The opening track, “Tell Me”, features vocals from chanteuse de jour Norah Jones. In light of Ms. Jones’s recent success, it’s easy to see why the album would begin here. Her performance on this track displays elegance beyond reproach, albeit without a super-abundance of flavor. Much more interesting is “Angels” four tracks in, during which Jones suggests a delicious understated sexiness, and the album begins to spark a flame.
It begins in earnest with “Flights in Dub”, harnessed by Jamaican sound system veteran U-Roy. The song shakes us free of the comfort zone, releases us from the expected, and from here on out the album cross-pollinates cultures and countries, mixes beats with jazz, rhythm and rhyme. Nublu Sessions is not directed at chillin’ you out (even if it might occasionally allow that), but rather at dropping you into the metropolitan mix. Spoken word artist Saul Williams contributes dark urban poetry over the crash of metal, like the sound of garbage cans colliding in an alley as a horn blows jazz through a distant open window. Marla Turner on “Della” recalls Martina Topley-Bird and Tricky on Maxinquaye, a plaintive cry, mesmerizing and distinct. It’s unmistakably the sound of the city, of modern living. The movement is harried, shifting, anything but lateral, and perhaps one reason the opening track seems almost out of place is the timeless quality of Nora Jones vocal line. It’s awfully pretty, but it could easily have been recorded thirty years ago.
The rest of the album proceeds in a different fashion from that opening note, which is to say it’s much more interesting. The scratch and hiss of turntables, smoky atmospheric beats, the now familiar influence of movie soundtrack: we’re reminded that this is where dance music found introspection before the somnambulists lured us all to sleep, keeping us cozy with Euro Chill Lounge Volume 8. It’s more a contained set of ideas than a collection of pieces blending in. It’s standing out, not merging together. Most of all, it’s about musicians playing for the love—and the furthest thing it’s about is trendy labels.

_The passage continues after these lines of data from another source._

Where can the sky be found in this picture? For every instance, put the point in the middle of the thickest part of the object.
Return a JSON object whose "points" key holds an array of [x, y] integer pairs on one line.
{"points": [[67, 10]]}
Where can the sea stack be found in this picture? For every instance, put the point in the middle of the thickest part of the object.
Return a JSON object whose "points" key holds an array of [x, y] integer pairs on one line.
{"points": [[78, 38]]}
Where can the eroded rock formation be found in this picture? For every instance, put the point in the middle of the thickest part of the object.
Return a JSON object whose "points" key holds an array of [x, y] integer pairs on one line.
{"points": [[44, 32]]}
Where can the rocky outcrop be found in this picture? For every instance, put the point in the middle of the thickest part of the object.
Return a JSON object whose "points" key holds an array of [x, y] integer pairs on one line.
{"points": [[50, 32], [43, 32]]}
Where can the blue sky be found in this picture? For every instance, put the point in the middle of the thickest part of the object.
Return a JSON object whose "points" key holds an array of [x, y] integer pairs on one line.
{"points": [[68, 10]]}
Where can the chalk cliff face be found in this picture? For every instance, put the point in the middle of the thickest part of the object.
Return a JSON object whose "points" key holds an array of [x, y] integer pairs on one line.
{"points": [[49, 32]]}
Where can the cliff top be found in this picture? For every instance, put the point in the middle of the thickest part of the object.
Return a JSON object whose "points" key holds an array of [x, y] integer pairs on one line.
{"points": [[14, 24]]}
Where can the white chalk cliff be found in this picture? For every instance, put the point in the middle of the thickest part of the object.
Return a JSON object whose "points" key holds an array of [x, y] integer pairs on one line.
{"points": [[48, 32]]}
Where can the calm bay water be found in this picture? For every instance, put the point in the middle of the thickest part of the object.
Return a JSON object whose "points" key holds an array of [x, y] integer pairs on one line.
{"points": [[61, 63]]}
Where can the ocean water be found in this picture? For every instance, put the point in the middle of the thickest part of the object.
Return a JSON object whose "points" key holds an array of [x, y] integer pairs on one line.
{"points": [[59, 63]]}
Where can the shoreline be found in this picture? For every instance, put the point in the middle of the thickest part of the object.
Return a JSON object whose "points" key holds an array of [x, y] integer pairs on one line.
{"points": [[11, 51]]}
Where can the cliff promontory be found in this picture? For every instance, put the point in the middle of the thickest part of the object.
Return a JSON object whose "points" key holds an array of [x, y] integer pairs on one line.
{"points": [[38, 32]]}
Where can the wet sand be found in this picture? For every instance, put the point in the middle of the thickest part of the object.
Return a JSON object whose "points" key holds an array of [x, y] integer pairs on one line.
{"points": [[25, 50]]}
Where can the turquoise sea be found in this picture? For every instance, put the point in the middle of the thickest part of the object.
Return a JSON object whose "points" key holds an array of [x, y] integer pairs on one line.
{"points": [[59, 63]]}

Doubtless this album will be picked apart and placed on lazy compilations anyway, but the way to experience it is whole. The Wax Poetic collective emerged from a club located on Avenue C in New York City, a joint where a rotating crop of musicians came to jam, hang out, exchange notes. It continues still, revolving around principle Ihan Ersahin who, thankfully, is keeping it real on the outskirts of an exhausted, troubled scene.